Angela Davis

The scholar and activist, Angela Davis, spoke at the University of Oregon, as part of its “Women of Color” conference. She began by talking about the civil rights movement. She said she thinks we should rather speak of a “freedom movement”. We “restrain our vision” by speaking of civil rights rather than freedom. She then spoke about the Montgomery Bus Boycott. She pointed out that it was Black women, most of whom worked as domestics in white people’s homes, who made the boycott succeed. She said we shouldn’t measure the progress of women by how many become CEO’s, but by the progress of poor women in our society. Feminism, she argued, involves a consciousness of how capitalism and imperialism affect our world. She criticized congress for failing to pass the DREAM act. She said we have to defend the rights of undocumented immigrants.

She talked about what she called the “21st Century Abolitionist Movement”. Its first aim is to abolish the death penalty, but its ultimate aim is to abolish prisons. Discussing violence against women – which is “pandemic in the world” – she pointed out that our government has passed stricter and harsher laws against domestic violence and rape, yet the rate of such violence remains unchanged. Simply locking up violent individuals doesn’t end violence. We think of violence as perpetrated by individuals, not by institutions. “Incarceration does not challenge the social attitudes that encourage rape.”

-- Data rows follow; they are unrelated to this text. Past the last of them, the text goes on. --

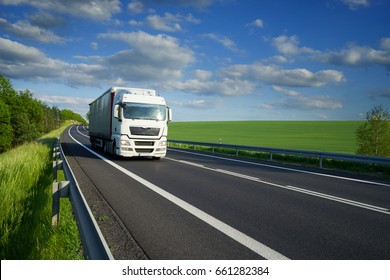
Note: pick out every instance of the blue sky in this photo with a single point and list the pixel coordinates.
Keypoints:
(210, 59)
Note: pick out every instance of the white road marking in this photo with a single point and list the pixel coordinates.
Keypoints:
(296, 189)
(233, 233)
(284, 168)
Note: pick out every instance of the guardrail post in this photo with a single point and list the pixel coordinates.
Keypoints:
(60, 189)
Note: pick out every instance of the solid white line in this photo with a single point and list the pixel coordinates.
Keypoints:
(284, 168)
(85, 135)
(233, 233)
(296, 189)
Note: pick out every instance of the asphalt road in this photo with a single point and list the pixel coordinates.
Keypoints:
(193, 206)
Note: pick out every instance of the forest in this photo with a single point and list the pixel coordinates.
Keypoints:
(24, 118)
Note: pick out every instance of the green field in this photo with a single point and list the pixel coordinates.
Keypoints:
(328, 136)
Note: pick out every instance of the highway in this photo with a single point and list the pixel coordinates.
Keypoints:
(196, 206)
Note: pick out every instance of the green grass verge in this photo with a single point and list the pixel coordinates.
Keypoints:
(327, 136)
(25, 206)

She also talked about a trip she recently took to Colombia, where the government has embarked on a program of building huge new prisons. She talked about how farmers there are being pushed off their land, so trans-national corporations can grow sugar cane for biofuels. (The people there refer to these cane fields as “green deserts”.) She said many of these people who have been driven off their land will end up in these new prisons the government is building. It was good to hear somebody say this in Eugene, where many people have embraced biofuels as the “solution” to our energy problems.

Davis’s argument that prisons are not the solution to violence is a direct challenge to the dominant mode of thinking in our society. It is an important argument that needs to be heard.